Arrivée à bon port, je m'engouffrai dans l'immense tour de télévision et fonçai vers l'ascenceur. La standardiste m'adressa un regard courroucé et je baissai les yeux avant de m'infiltrer entre les portes métalliques. Les portes s'ouvrant sur l'étage de Canal+, j'entrai dans les coulisses du plateau du Grand Journal. Mais une voix me fit sursauter :


... : Ah, Maélisse, pile à l'heure !

Je me retournai et composai un sourire sur mes lèvres.

Moi : Bonjour madame Liclert !

Madame Liclert était mon horrible maître de stage. Elle m'adressa un regard dédaigneux, ce qui me rappela l'affreuse standardiste. A croire que toutes les femmes travaillant dans le monde télévisuel étaient des monstres de froideur !

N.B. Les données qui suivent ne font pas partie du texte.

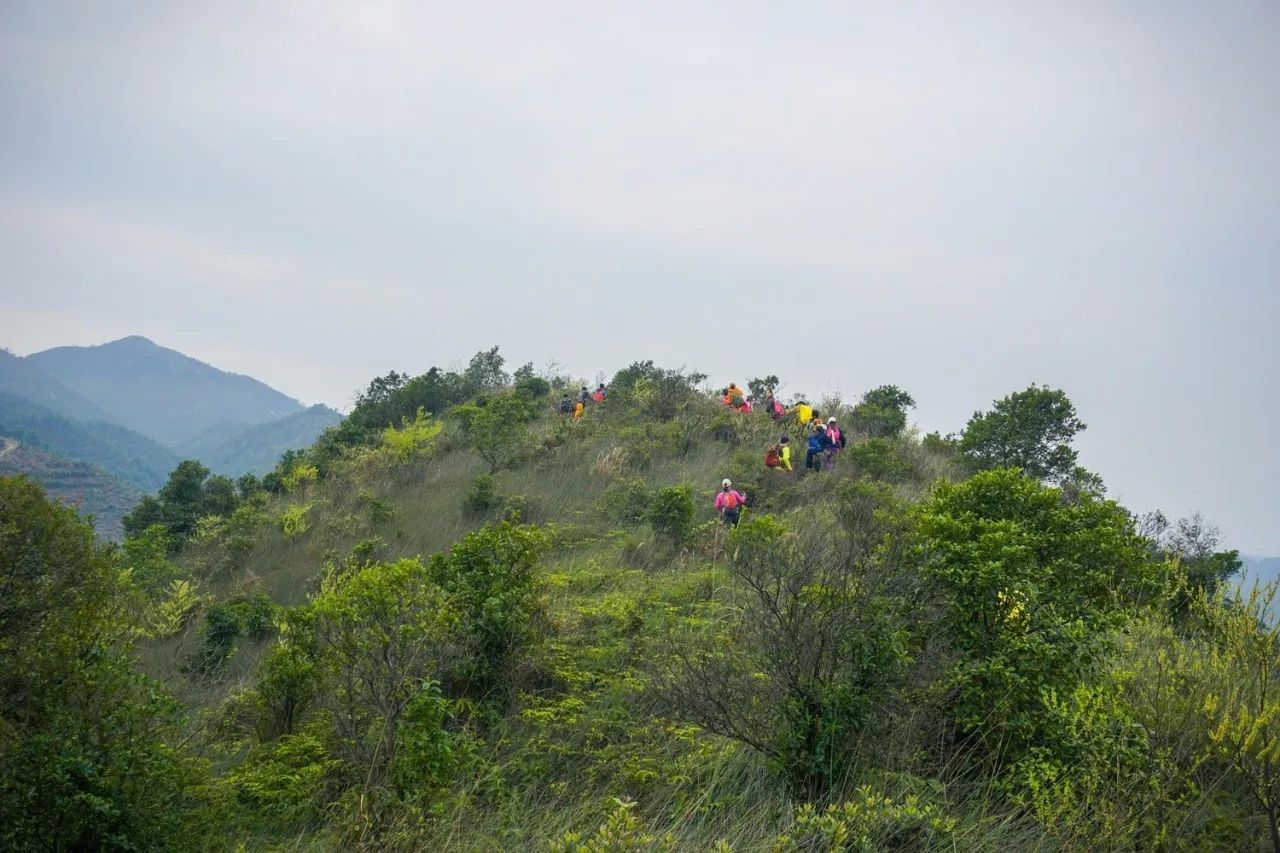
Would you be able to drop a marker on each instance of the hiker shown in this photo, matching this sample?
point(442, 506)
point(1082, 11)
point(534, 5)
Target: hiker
point(818, 442)
point(735, 396)
point(730, 502)
point(773, 455)
point(778, 455)
point(837, 442)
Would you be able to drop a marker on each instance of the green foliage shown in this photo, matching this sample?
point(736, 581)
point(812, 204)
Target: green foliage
point(1029, 429)
point(1244, 708)
point(428, 755)
point(284, 778)
point(88, 748)
point(498, 429)
point(762, 387)
point(881, 413)
point(414, 438)
point(188, 496)
point(813, 643)
point(483, 495)
point(671, 512)
point(869, 822)
point(620, 833)
point(626, 501)
point(1033, 584)
point(224, 624)
point(489, 582)
point(146, 556)
point(293, 520)
point(654, 392)
point(877, 459)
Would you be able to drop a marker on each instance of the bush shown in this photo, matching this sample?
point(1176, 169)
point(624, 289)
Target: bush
point(483, 495)
point(626, 501)
point(671, 512)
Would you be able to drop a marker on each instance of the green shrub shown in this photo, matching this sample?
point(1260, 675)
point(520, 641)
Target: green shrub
point(483, 495)
point(626, 501)
point(671, 512)
point(878, 459)
point(224, 624)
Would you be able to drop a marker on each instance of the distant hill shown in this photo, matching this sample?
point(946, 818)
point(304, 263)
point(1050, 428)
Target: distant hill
point(161, 392)
point(23, 378)
point(119, 451)
point(238, 450)
point(86, 487)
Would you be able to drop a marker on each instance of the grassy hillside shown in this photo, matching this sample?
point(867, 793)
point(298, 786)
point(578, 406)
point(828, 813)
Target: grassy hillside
point(499, 628)
point(160, 392)
point(234, 450)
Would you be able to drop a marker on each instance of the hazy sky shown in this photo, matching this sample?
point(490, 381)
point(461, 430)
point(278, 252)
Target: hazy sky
point(960, 199)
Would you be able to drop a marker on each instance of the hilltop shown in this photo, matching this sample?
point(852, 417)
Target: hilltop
point(161, 392)
point(464, 620)
point(131, 410)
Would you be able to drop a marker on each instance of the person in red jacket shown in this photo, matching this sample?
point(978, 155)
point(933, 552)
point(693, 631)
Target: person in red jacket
point(728, 502)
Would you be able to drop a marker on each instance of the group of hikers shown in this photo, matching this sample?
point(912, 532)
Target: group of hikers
point(576, 406)
point(824, 439)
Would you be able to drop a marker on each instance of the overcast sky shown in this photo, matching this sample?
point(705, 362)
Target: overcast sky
point(960, 199)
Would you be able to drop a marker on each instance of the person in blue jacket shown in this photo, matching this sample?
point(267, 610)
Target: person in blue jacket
point(818, 443)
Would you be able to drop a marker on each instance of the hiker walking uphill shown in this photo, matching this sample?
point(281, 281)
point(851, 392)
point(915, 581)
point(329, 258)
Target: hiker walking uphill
point(836, 437)
point(803, 411)
point(818, 443)
point(728, 502)
point(778, 455)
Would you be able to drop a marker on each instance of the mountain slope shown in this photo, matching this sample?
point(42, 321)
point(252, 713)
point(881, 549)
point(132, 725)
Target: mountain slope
point(117, 450)
point(238, 450)
point(23, 378)
point(86, 487)
point(160, 392)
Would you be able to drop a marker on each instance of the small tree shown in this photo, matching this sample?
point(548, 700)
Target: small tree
point(496, 430)
point(881, 413)
point(812, 642)
point(1244, 712)
point(1029, 429)
point(671, 512)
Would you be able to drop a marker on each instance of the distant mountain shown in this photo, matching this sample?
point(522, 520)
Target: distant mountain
point(117, 450)
point(23, 378)
point(160, 392)
point(86, 487)
point(238, 450)
point(1261, 569)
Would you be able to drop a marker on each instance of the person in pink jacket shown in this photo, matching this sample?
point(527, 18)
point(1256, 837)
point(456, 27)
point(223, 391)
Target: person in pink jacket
point(730, 503)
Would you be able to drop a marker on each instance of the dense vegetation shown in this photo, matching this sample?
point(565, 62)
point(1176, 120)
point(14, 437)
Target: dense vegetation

Madame Liclert : Allez, dépêche-toi d'aller préparer les palettes ! Les invités vont arriver d'une minute à l'autre !

Moi : Bien !

Je me précipitai alors dans les loges, le rouge aux joues en me jurant de ne jamais devenir comme elle quand je serai enfin dans le métier. Après deux heures de maquillage ( j'ai eu le plaisir de voir Gad Elmaleh s'installer dans ma chaise roulante ! Il m'a tellement fait rire que j'ai cru ne jamais réussir à appliquer la poudre sur son nez ! x) Après, les deux autres personnes dont le visage a été confié à mes soins m'étaient inconnus ), je m'accordai une pose de 10 minutes. En allumant mon portable, je vis un texto que ma meilleure amie, Mégane, m'avait envoyé un peu plus tôt dans la matinée : "APPELLE-MOI DES QUE TU LE PEUX, C'EST URGENT !!!". Qu'y avait-il ? Etait-ce grave ? Emplie d'inquiétude, je composai son numéro. A la seconde sonnerie, elle répondit :

Mégane : Liliiiii !

J'allais lui répondre que je détestais ce surnom stupide, mais sa voix affolée étouffa ma protestation.

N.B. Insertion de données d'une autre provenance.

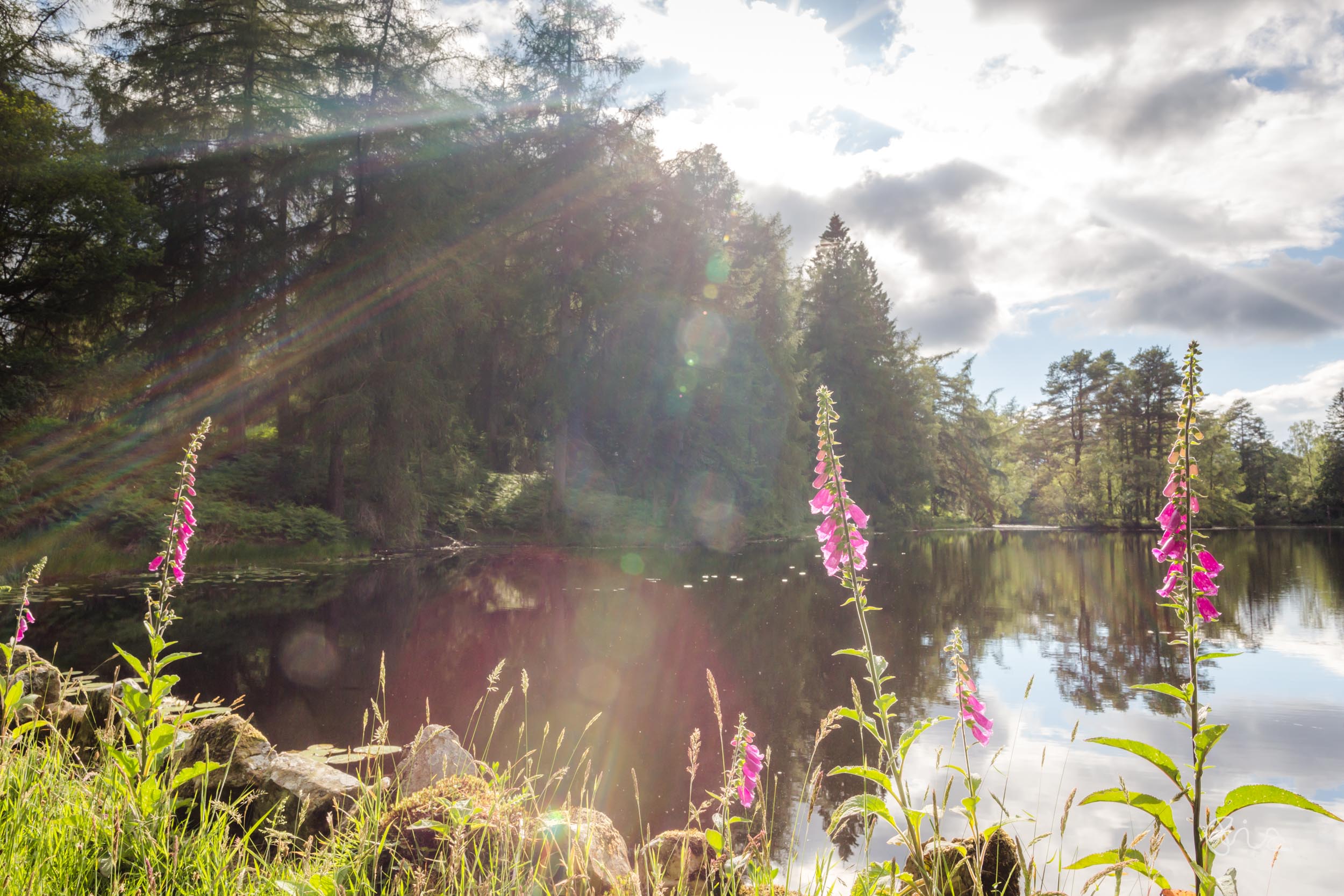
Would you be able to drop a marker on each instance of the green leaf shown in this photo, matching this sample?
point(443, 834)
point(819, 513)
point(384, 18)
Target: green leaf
point(12, 695)
point(862, 805)
point(1209, 736)
point(1171, 691)
point(1144, 751)
point(163, 684)
point(135, 699)
point(1144, 802)
point(913, 733)
point(28, 726)
point(175, 657)
point(1268, 794)
point(1113, 859)
point(853, 652)
point(135, 663)
point(191, 773)
point(867, 722)
point(871, 774)
point(160, 738)
point(148, 795)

Moi : Qu'y a-t-il ?! Vite, j'ai que 5 minutes !

Mégane : Eh bien... J'ai une très mauvaise nouvelle, mais aussi une excellente !

Mon ventre se tordit et je me mordis inconsciemment la bouche.

Moi : La mauvaise ?

Mégane : Eh bien... Je viens de voir que ce soir, Quentin faisait une mission Potefans à Montpellier et un petit concert sur la place de la Comédie...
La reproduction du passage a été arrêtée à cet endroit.